Application of metabonomic analytical techniques in modernization of Chinese medicine.

Abstract

In the recent years, a wide range of metabonomic analytical techniques are widely used in the modern research of traditional Chinese medicine (TCM). At the same time, the international community has attached increasing importance to TCM toxicity problems. Thus, many studies have been implemented to investigate the toxicity mechanisms of TCM. Among these studies, many metabonomic-based methods have been implemented to facilitate TCM toxicity investigation. At present, the most prevailing methods for TCM toxicity research are mainly single analysis techniques using only one analytical means. These techniques include nuclear magnetic resonance (NMR), gas chromatography-mass spectrometry (GC-MS), and liquid chromatography-mass spectrometry (LC-MS), etc.; with these techniques, some favourable outcomes have been gained in the toxic reaction studies of TCM, such as the action target organs assay, the establishment of action pattern, the elucidation of action mechanism and the exploration of action material foundation. However, every analytical technique has its advantages and drawbacks, no existing analytical technique can be versatile. Multi-analysed techniques can partially overcome the shortcomings of single-analysed techniques. Combination of GC-MS and LC-MS metabolic profiling approaches has unravelled the pathological outcomes of aristolochic acid-induced nephrotoxicity, which can not be achieved by single-analysed techniques.

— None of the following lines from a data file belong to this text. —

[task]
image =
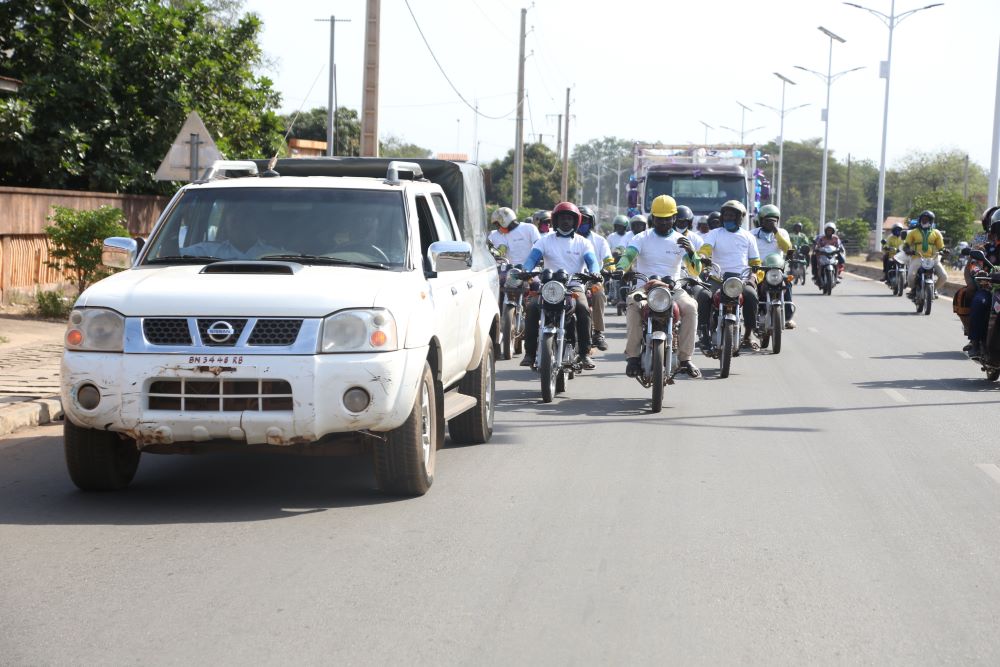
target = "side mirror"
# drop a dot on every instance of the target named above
(119, 252)
(449, 256)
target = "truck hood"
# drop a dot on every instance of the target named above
(312, 291)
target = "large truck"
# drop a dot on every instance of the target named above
(700, 177)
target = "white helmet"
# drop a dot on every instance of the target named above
(503, 217)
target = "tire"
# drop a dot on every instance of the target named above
(726, 353)
(778, 326)
(548, 368)
(475, 426)
(656, 377)
(404, 463)
(507, 333)
(99, 460)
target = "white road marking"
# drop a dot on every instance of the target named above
(895, 395)
(990, 469)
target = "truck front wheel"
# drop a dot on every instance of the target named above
(404, 462)
(99, 460)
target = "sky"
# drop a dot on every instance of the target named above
(651, 70)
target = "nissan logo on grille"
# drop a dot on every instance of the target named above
(220, 331)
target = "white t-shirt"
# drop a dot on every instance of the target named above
(732, 250)
(658, 255)
(564, 252)
(616, 240)
(519, 241)
(601, 247)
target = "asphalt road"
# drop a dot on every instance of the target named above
(836, 503)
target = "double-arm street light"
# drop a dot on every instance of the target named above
(829, 78)
(890, 20)
(781, 133)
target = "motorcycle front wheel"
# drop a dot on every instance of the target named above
(548, 368)
(656, 376)
(726, 353)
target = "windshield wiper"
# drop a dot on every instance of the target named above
(184, 259)
(320, 259)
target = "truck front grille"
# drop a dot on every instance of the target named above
(200, 395)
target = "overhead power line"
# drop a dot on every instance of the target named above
(445, 75)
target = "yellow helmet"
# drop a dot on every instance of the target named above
(664, 206)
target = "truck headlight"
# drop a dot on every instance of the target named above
(95, 330)
(359, 331)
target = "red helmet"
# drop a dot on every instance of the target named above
(562, 207)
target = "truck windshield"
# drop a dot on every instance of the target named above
(249, 223)
(703, 194)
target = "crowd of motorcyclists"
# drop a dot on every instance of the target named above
(693, 262)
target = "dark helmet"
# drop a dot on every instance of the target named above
(560, 211)
(684, 214)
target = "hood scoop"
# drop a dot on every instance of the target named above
(254, 267)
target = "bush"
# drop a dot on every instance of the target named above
(77, 240)
(52, 305)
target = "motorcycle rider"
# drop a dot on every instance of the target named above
(562, 249)
(979, 308)
(829, 238)
(890, 246)
(661, 251)
(587, 229)
(924, 242)
(511, 238)
(735, 250)
(771, 238)
(618, 240)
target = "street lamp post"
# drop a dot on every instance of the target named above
(781, 134)
(829, 77)
(890, 21)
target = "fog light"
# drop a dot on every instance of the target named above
(88, 396)
(356, 399)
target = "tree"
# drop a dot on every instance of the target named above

It is believed that with the further development of metabonomic analytical techniques, especially multi-analysed techniques, metabonomics will greatly promote TCM toxicity research and be beneficial to the modernization of TCM in terms of extending the application of modern means in the TCM safety assessment, assisting the formulation of TCM safety norms and establishing the international standards indicators.

Introduction

Metabonomics is an emerging subject of the post-genome era, which, together with genomics, transcriptomics and proteomics, jointly constitutes the ‘Systems Biology’. Metabonomics is the branch of science concerned with the quantitative understandings of the metabolite component of integrated living systems and its dynamic responses to the changes of both endogenous factors (such as physiology and development) and exogenous factors (such as environmental factors and xenobiotics). Recently, as a novel systemic approach to study metabolic profile and accelerate the course of drug development, metabonomics has achieved great growth, which is attracting more and more concerns from the academic community. The main subjects of metabonomics are a variety of predominantly low molecular weight metabolites that serve as the substrates and products of metabolic pathways, and its main biological samples are urine, plasma and serum. Integrity of metabonomic processes includes sample collection and pretreatment, data collection and analysis, and metabolic variation interpretation. Generally, the main technologies metabonomics relied are the nuclear magnetic resonance (NMR)-based method, chromatography-based method and mass spectrometry (MS)-based method. Depending on a series analysis of different sample spectra and combination with chemical pattern recognition methods, metabonomics can be used to identify organisms in pathophysiological state, gene function, drug toxicity and efficacy, and associated biomarkers.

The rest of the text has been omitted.